Nido
- Product type: Milk substitute powder
- Owner: Nestlé
- Country: Switzerland
- Introduced: 1944; 82 years ago
- Related brands: Dancow (Indonesia) Nespray (various regions) Ninho (Brazil)
- Markets: Worldwide
- Ambassadors: Carmina Villarroel (2005–2006) Ruffa Gutierrez (2006–2008) Sharon Cuneta Kristine Hermosa Sarah Lahbati Marian Rivera (2019–present) Iya Villania
- Website: nestle.com/nido

= Nido (brand) =

Nestlé milk brand

Nido is a milk substitute powder and milk powder brand manufactured by Nestlé. It was introduced in the 1960s in Switzerland. The range claims to offer "nutrition solutions for each stage of childhood".

== Overview ==
The different varieties include instant dried whole milk with Vitamins A & D, and Nido Kinder 1+.
Nido is fortified with additional nutrients to those found in milk.
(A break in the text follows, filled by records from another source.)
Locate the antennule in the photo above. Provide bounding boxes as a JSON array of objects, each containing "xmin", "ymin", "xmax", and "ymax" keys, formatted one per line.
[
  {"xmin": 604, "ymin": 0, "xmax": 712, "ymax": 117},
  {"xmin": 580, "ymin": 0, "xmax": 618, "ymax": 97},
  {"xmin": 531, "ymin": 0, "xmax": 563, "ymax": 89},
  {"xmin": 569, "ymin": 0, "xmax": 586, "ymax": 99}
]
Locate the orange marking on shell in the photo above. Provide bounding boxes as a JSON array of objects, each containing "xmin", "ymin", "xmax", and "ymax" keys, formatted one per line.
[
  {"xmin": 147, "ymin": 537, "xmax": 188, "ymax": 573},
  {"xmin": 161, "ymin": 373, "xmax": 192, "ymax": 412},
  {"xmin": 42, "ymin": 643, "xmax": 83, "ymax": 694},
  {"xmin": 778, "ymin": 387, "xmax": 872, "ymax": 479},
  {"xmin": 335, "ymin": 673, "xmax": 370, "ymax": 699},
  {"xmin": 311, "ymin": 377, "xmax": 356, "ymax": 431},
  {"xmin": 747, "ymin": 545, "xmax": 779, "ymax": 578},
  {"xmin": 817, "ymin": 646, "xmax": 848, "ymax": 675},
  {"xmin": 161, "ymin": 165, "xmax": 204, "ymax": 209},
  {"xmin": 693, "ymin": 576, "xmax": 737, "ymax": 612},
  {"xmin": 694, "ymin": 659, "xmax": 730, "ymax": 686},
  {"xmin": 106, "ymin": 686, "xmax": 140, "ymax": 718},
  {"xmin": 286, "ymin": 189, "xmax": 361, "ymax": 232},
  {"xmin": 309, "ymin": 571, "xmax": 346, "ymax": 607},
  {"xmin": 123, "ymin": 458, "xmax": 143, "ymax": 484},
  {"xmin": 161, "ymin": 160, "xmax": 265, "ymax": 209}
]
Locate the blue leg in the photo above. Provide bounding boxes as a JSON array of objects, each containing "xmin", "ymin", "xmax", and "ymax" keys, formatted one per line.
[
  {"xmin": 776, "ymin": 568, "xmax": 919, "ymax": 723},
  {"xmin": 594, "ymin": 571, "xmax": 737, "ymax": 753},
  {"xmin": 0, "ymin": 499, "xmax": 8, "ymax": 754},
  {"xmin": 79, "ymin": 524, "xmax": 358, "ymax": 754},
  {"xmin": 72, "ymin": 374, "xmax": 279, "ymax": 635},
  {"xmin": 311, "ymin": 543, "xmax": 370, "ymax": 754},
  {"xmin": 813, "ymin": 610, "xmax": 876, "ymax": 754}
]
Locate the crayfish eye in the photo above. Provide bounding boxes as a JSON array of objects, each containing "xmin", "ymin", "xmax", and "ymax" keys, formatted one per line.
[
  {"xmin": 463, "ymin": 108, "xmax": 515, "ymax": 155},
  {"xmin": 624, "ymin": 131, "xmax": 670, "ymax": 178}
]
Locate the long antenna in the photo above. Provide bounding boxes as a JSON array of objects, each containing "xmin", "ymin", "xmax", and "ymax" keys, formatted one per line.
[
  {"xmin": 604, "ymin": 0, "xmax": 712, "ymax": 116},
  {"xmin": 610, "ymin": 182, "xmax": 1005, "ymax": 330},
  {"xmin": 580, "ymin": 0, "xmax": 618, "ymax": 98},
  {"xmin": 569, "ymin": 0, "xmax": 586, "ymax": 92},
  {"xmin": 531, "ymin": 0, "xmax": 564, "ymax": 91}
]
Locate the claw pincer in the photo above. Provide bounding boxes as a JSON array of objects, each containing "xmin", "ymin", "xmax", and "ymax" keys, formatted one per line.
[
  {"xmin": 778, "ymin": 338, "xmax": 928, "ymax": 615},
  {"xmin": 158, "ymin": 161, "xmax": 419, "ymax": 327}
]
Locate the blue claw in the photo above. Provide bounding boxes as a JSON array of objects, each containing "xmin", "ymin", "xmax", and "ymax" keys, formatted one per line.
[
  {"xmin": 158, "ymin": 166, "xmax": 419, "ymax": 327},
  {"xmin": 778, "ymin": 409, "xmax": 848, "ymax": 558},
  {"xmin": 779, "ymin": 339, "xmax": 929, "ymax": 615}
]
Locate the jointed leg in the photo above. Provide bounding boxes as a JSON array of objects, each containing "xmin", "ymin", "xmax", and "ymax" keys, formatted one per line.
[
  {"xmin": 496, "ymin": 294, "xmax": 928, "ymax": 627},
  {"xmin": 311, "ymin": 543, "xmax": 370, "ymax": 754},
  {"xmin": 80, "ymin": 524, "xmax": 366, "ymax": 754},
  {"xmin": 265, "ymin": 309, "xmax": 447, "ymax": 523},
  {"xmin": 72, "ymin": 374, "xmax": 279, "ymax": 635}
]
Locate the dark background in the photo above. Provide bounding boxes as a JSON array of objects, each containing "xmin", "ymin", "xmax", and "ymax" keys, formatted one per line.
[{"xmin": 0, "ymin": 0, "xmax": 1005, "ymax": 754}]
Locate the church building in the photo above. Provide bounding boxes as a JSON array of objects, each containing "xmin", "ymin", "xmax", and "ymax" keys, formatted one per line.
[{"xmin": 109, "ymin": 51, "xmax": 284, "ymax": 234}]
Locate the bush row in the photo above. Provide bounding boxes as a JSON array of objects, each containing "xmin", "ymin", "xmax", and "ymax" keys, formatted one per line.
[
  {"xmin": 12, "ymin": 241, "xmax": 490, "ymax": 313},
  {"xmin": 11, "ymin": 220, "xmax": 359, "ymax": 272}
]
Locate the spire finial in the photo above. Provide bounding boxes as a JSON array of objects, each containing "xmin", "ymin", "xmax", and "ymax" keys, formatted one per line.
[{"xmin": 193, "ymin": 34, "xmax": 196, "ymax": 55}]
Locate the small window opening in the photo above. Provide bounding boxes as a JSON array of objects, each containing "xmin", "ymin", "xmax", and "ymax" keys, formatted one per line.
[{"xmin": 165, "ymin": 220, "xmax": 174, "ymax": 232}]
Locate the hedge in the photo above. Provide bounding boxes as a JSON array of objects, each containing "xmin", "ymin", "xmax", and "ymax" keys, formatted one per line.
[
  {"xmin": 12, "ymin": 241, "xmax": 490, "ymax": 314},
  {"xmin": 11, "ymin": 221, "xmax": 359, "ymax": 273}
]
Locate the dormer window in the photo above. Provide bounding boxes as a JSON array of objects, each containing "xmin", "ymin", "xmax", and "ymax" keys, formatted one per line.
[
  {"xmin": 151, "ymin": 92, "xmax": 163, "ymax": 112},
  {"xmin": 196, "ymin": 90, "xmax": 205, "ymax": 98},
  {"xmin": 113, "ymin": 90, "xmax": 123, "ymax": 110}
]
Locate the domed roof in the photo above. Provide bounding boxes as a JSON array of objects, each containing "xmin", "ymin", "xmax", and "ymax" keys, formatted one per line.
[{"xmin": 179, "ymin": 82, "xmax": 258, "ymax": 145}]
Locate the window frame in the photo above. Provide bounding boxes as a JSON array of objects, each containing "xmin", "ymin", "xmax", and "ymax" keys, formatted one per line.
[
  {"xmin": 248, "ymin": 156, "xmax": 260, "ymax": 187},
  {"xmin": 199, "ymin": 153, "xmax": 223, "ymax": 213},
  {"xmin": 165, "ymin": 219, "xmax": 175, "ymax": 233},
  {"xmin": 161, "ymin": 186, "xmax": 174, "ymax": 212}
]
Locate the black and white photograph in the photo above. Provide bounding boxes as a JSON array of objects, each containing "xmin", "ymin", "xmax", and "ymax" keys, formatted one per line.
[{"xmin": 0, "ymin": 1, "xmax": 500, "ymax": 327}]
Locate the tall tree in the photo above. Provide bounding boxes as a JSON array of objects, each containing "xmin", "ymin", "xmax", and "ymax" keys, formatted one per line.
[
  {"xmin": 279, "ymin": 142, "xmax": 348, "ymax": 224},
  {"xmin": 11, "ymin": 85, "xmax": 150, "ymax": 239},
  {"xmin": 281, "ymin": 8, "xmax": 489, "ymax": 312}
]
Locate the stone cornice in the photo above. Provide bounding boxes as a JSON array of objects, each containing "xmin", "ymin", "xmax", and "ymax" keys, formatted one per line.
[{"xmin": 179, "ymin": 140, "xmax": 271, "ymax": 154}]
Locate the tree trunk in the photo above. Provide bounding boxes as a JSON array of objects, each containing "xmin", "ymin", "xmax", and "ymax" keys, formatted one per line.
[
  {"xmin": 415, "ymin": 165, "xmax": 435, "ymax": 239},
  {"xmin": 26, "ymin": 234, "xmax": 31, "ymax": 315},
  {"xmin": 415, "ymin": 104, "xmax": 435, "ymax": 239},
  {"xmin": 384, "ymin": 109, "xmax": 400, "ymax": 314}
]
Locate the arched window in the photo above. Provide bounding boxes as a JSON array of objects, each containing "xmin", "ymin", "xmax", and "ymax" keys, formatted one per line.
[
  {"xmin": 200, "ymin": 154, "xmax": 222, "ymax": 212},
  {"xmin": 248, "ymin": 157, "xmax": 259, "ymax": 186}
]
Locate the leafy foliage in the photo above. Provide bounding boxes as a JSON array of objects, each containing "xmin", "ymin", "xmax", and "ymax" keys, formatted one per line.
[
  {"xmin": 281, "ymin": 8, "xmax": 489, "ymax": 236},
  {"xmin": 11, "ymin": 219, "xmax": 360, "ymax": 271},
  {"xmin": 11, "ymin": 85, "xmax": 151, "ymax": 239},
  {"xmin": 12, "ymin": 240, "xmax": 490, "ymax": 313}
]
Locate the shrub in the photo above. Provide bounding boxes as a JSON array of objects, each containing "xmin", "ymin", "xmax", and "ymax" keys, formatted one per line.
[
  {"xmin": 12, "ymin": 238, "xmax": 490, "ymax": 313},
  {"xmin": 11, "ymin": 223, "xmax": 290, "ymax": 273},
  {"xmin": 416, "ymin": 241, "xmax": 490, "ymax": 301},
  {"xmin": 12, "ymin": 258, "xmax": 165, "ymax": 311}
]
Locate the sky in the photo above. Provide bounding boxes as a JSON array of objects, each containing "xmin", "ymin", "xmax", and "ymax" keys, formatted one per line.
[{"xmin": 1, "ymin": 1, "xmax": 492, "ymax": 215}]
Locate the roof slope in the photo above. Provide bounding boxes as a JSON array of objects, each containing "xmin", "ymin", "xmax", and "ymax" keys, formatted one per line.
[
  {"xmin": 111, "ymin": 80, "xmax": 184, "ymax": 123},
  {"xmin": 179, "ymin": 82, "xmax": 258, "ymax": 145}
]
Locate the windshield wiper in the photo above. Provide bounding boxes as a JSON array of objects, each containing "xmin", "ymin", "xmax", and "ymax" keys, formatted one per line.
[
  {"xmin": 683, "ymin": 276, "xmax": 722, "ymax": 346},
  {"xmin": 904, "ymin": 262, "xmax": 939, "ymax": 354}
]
Nido Kinder 1+ is non-fat powdered milk that is fortified with Prebio 1, a prebiotic fibre that benefits a child’s digestive system.

Nestlé says that Nido products are not suitable for children of under 1 year of age. Although there is no age recommendation apart from the minimum age restriction of 1 year, marketing is featured around children over three years of age with the tagline "Nutritious Milk for Growing Kids".

Nido Fortificada contains: whole milk, soy lecithin, vitamins A (as acetate), C, and D3, iron (as ferric pyrophosphate), and zinc sulfate.

Nido Kinder 1+ contains: nonfat milk, vegetable oils (corn, canola, palm), sugar, maltodextrin, lactose, milk fat, honey, prebiotics oligofructose and inulin, less than 2% calcium carbonate, soy lecithin, vitamins B6, C, D3, and K, vitamins A and E as acetate, taurine, ferrous sulfate, zinc sulfate, niacinamide, thiamine mononitrate, folic acid, biotin, calcium pantothenate, and sodium selenate.

Nido Dry Whole Milk (product of Netherlands) contains: whole milk, soy lecithin.

==Availability==
Nido is available in Mexico, Asia (except Indonesia, where this milk is named "Dancow"), Middle East, most of Africa, most of South America (in Brazil it is named "Ninho"), the UK, Portugal and some parts of the United States, where it is mainly sold in Walmart Supercenters. In some regions, the product is sold under the name "Nespray".

In Spain, however, the name Nido refers to a bird food sold by Nestlé Purina PetCare.

== Sugar Content in Low & Medium income countries ==
A report by Public Eye, a Swiss-based sustainability NGO, found that for Nestlé-brand breast milk substitutes such as Cerelac and Nido, a higher quantity of added sugar was found in low and medium-income countries. Countries such as Indonesia were found to have added sugar contents of up to 6 grams per portion, while Switzerland itself had no added sugar for the same given wheat-based product.